An engagingly written, meticulously documented study of antislavery
ferment just north of the Mason-Dixon line in a region of
geographical, economic, cultural, and historical "edges."
In On the Edge of Freedom, David G. Smith breaks new ground by
illuminating the unique development of antislavery sentiment in
south central Pennsylvania-a border region of a border state with a
complicated history of slavery, antislavery activism, and unequal
freedom. During the antebellum decades every single fugitive slave
escaping by land east of the Appalachian Mountains had to pass
through the region, where they faced both significant opportunities
and substantial risks.
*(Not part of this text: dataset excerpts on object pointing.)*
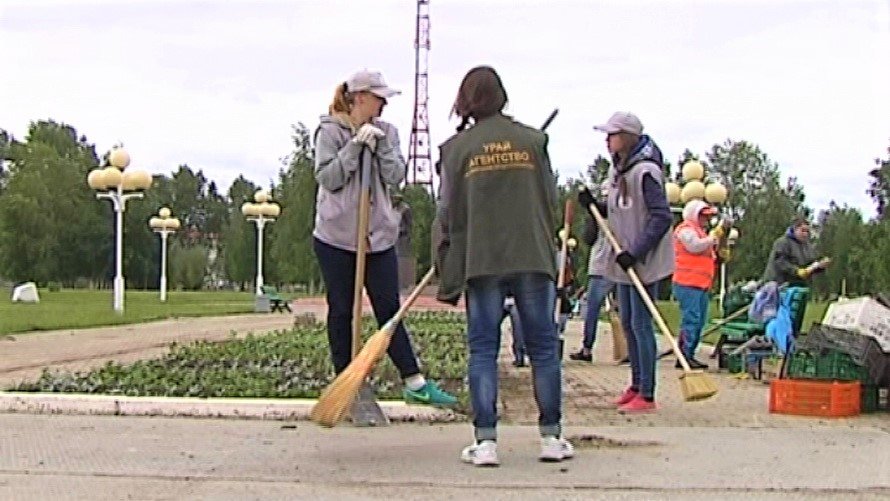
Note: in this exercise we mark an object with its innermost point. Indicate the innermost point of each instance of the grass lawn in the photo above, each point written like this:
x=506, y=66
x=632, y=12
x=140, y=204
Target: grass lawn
x=89, y=308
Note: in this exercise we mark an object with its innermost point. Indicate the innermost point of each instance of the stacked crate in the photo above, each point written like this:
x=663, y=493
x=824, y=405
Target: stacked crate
x=833, y=354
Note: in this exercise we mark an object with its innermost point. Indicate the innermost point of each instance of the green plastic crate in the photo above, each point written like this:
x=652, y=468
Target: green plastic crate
x=826, y=364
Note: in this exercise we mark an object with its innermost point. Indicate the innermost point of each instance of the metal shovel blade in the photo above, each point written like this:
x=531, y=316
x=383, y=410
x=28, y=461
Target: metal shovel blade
x=365, y=410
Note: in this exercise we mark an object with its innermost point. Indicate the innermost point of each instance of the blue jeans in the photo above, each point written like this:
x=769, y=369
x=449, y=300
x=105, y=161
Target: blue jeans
x=597, y=289
x=694, y=305
x=535, y=295
x=382, y=283
x=637, y=323
x=516, y=331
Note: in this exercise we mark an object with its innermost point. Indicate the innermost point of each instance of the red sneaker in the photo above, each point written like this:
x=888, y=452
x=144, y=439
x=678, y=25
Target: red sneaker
x=626, y=397
x=637, y=406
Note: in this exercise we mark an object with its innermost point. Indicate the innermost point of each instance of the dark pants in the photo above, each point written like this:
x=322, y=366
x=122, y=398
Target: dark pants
x=382, y=284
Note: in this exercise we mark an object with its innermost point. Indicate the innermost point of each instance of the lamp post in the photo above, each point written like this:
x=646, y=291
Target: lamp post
x=262, y=212
x=117, y=184
x=164, y=225
x=694, y=187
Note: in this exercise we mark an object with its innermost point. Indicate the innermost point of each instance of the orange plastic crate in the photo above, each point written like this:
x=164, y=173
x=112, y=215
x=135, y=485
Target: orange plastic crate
x=814, y=398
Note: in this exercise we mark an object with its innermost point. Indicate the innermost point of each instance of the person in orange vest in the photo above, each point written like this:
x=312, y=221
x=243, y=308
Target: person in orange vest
x=695, y=253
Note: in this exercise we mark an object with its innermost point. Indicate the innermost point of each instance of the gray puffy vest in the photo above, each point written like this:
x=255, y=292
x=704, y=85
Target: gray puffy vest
x=627, y=220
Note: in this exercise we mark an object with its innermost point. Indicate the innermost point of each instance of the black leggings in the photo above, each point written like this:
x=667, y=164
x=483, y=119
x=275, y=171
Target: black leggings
x=382, y=284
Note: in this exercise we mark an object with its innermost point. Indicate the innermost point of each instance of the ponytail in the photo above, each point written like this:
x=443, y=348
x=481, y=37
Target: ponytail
x=342, y=100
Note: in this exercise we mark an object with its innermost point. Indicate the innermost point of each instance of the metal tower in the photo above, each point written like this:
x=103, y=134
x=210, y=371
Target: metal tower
x=420, y=164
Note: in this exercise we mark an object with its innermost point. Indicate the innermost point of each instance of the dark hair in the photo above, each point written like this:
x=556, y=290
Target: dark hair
x=481, y=94
x=342, y=101
x=798, y=221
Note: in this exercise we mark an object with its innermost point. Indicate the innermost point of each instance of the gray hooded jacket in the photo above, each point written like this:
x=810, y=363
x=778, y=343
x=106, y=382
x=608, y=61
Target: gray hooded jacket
x=337, y=171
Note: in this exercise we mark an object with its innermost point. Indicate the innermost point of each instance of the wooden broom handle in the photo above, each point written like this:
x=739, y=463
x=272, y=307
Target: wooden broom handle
x=641, y=289
x=564, y=254
x=361, y=250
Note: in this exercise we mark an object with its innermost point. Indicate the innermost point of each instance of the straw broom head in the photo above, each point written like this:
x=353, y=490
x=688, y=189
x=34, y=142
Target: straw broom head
x=696, y=385
x=337, y=398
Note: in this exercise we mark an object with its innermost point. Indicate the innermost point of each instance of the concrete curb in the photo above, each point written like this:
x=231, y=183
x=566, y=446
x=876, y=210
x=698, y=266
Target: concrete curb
x=240, y=408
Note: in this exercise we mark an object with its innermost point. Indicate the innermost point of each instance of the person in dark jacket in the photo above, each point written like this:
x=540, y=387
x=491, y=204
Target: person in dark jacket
x=350, y=132
x=638, y=214
x=598, y=287
x=793, y=259
x=496, y=200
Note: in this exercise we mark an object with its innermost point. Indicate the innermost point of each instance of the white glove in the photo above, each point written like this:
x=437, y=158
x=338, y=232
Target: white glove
x=368, y=134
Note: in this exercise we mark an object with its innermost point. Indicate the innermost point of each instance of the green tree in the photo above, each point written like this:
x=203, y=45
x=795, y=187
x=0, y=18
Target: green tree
x=423, y=210
x=188, y=264
x=761, y=206
x=238, y=240
x=879, y=188
x=51, y=226
x=840, y=232
x=291, y=244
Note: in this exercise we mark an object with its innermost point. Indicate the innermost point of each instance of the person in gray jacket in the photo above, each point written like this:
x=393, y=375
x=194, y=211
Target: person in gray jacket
x=352, y=133
x=793, y=259
x=598, y=286
x=638, y=214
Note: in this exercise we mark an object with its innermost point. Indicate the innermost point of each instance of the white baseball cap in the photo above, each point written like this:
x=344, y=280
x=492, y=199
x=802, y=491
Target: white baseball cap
x=621, y=121
x=371, y=81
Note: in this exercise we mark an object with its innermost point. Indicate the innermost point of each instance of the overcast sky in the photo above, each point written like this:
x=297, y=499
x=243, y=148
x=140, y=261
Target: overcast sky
x=216, y=85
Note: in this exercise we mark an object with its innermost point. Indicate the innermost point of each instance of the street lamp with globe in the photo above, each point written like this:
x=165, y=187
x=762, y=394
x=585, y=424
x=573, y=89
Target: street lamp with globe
x=695, y=187
x=164, y=225
x=263, y=211
x=118, y=184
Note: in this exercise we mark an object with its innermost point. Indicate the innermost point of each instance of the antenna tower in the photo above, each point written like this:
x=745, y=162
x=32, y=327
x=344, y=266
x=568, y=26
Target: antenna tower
x=420, y=162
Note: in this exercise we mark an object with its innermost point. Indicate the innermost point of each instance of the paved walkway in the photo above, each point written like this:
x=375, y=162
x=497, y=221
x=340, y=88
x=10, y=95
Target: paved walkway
x=589, y=388
x=728, y=447
x=121, y=457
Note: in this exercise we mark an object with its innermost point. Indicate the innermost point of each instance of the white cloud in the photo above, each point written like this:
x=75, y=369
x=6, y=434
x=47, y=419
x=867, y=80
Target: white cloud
x=217, y=85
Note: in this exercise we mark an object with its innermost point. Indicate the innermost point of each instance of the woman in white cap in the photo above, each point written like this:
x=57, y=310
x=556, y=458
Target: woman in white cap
x=638, y=213
x=350, y=134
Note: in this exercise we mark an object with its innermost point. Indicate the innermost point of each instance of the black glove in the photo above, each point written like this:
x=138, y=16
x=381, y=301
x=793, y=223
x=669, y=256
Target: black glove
x=625, y=260
x=585, y=197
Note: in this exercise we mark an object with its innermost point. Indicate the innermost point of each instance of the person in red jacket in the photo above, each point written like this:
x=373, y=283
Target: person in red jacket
x=695, y=254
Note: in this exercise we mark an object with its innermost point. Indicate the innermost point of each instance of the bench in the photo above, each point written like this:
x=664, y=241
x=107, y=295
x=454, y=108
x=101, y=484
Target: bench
x=276, y=300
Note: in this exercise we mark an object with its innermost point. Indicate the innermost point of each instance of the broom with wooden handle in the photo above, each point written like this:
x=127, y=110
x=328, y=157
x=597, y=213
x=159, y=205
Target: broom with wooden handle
x=695, y=385
x=336, y=399
x=361, y=251
x=619, y=341
x=563, y=263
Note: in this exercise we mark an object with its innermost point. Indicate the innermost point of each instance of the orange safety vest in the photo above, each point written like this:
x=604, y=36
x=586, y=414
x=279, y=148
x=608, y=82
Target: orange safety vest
x=692, y=270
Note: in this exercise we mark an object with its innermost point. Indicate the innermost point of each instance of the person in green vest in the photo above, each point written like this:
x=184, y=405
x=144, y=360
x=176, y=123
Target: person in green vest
x=496, y=199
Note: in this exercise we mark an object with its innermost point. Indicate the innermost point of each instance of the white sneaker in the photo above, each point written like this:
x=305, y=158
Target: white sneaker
x=485, y=453
x=555, y=449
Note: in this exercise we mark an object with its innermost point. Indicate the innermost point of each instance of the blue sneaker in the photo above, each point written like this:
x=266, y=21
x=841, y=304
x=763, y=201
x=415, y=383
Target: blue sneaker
x=429, y=394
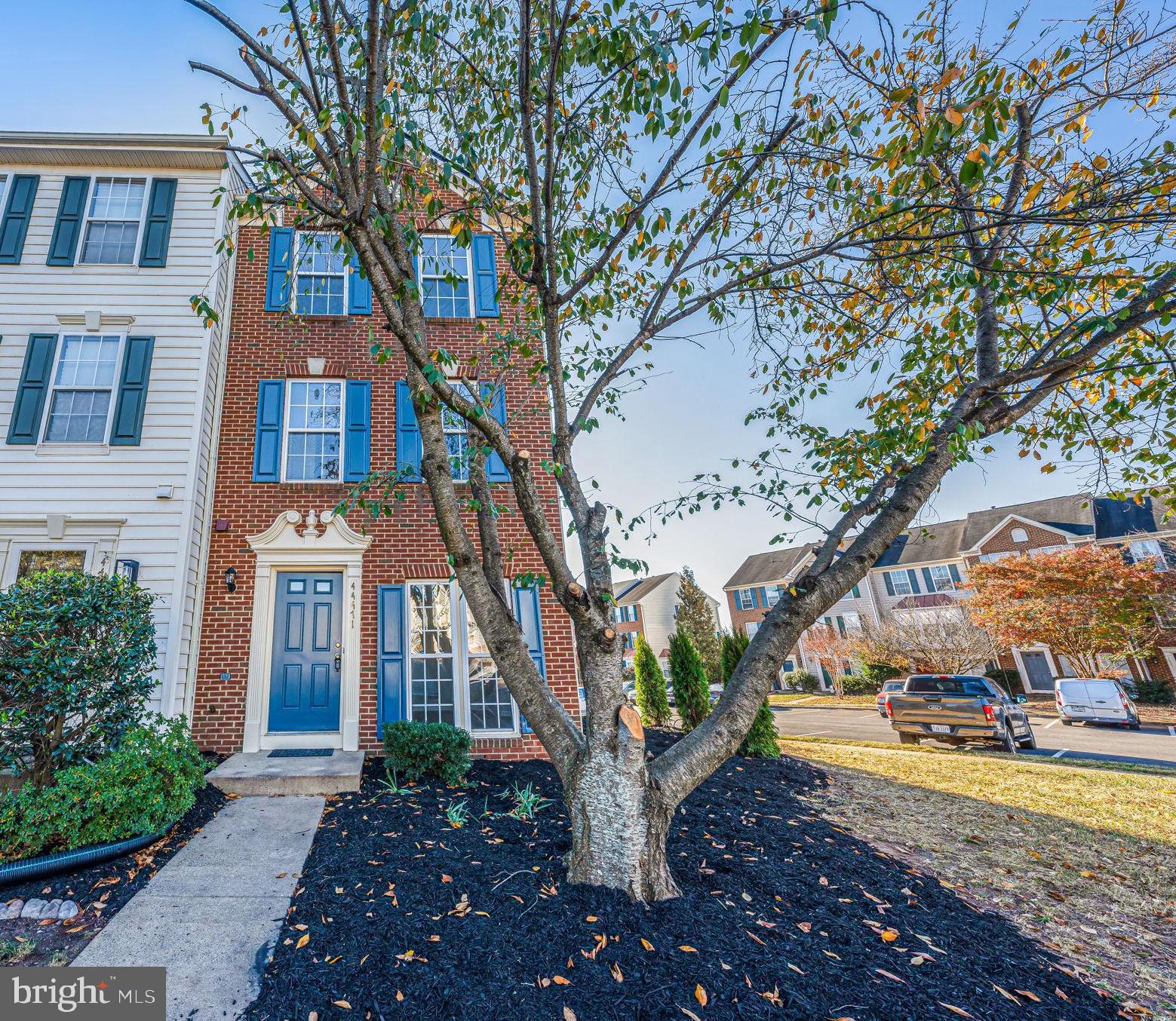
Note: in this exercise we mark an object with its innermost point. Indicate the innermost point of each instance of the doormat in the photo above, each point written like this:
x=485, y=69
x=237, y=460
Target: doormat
x=301, y=753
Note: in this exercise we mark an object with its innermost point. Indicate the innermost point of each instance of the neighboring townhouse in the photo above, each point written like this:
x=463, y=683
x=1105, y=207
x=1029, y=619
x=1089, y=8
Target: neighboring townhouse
x=319, y=630
x=648, y=606
x=926, y=572
x=109, y=380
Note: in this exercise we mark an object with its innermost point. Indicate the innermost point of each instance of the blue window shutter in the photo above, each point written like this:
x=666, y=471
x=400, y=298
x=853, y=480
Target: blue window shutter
x=126, y=429
x=278, y=275
x=25, y=425
x=408, y=436
x=496, y=471
x=359, y=290
x=528, y=616
x=391, y=704
x=66, y=231
x=267, y=441
x=486, y=277
x=18, y=210
x=358, y=436
x=158, y=228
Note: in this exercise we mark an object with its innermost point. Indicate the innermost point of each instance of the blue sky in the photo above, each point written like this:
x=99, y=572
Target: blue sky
x=122, y=67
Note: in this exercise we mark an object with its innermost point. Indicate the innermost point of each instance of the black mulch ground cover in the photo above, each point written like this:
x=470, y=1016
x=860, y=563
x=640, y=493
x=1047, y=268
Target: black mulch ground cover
x=782, y=915
x=101, y=890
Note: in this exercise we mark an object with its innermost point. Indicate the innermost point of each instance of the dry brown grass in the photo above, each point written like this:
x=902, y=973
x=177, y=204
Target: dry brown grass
x=1082, y=860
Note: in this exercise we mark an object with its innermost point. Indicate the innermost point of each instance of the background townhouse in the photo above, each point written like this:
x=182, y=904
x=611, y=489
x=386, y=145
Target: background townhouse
x=926, y=570
x=648, y=606
x=109, y=381
x=320, y=629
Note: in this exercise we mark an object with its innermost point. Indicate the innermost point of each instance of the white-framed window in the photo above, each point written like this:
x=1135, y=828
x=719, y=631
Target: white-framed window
x=81, y=389
x=900, y=582
x=1148, y=550
x=745, y=598
x=32, y=560
x=320, y=275
x=115, y=216
x=315, y=431
x=445, y=277
x=941, y=575
x=452, y=677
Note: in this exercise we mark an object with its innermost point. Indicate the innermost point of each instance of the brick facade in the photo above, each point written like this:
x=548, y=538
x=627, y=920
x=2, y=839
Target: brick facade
x=406, y=545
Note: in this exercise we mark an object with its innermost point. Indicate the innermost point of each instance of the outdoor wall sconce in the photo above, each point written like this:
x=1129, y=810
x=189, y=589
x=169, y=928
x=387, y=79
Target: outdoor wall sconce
x=127, y=569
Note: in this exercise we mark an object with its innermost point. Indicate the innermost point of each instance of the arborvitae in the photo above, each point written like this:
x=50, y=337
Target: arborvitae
x=696, y=619
x=692, y=691
x=761, y=739
x=650, y=685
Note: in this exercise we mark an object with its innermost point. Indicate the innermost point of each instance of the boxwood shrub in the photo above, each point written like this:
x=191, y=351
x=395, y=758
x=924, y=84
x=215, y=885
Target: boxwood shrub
x=143, y=786
x=416, y=749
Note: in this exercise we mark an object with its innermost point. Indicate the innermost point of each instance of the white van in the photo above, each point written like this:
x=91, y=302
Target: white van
x=1094, y=699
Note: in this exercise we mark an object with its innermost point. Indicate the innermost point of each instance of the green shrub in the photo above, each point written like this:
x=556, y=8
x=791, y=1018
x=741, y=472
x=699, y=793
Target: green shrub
x=692, y=691
x=416, y=749
x=805, y=680
x=880, y=673
x=1155, y=692
x=77, y=655
x=140, y=787
x=1008, y=679
x=649, y=685
x=858, y=684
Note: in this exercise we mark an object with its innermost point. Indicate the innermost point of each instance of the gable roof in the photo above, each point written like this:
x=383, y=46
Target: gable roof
x=936, y=542
x=634, y=590
x=760, y=569
x=1073, y=515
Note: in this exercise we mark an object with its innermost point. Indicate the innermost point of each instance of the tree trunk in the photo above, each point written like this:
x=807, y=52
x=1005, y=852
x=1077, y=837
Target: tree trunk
x=619, y=825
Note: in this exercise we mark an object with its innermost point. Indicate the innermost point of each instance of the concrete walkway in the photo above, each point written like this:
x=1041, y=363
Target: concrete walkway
x=212, y=914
While the hundreds of fugitives traveling
through south central Pennsylvania (defined as Adams, Franklin, and
Cumberland counties) during this period were aided by an effective
Underground Railroad, they also faced slave catchers and informers.
"Underground" work such as helping fugitive slaves appealed to
border antislavery activists who shied away from agitating for
immediate abolition in a region with social, economic, and kinship
ties to the South.
And, as early antislavery protests met fierce resistance, area
activists adopted a less confrontational approach, employing the
more traditional political tools of the petition and legal action.
Smith traces the victories of antislavery activists in south
central Pennsylvania, including the achievement of a strong
personal liberty law and the aggressive prosecution of kidnappers
who seized innocent African Americans as fugitives. He also
documents how their success provoked Southern retaliation and the
passage of a strengthened Fugitive Slave Law in 1850. The Civil War
then intensified the debate over fugitive slaves, as hundreds of
escaping slaves, called "contrabands" sought safety in the area,
and scores were recaptured by the Confederate army during the
Gettysburg campaign.
On the Edge of Freedom explores in captivating detail the fugitive
slave issue through fifty years of sectional conflict, war, and
reconstruction in south central Pennsylvania and provocatively
questions what was gained by the activists' pragmatic approach of
emphasizing fugitive slaves over immediate abolition and full
equality. Smith argues that after the war, social and demographic
changes in southern Pennsylvania worked against African Americans
achieving equal opportunity, and although local literature
portrayed this area as a vanguard of the Underground Railroad,
African Americansstill lived "on the edge of freedom." By the
1920s, the Ku Klux Klan was rallying near the Gettysburg
battlefield, and south central Pennsylvania became, in some ways,
as segregated as the Jim Crow South. The fugitive slave issue, by
reinforcing images of dependency, may have actually worked against
the achievement of lasting social change.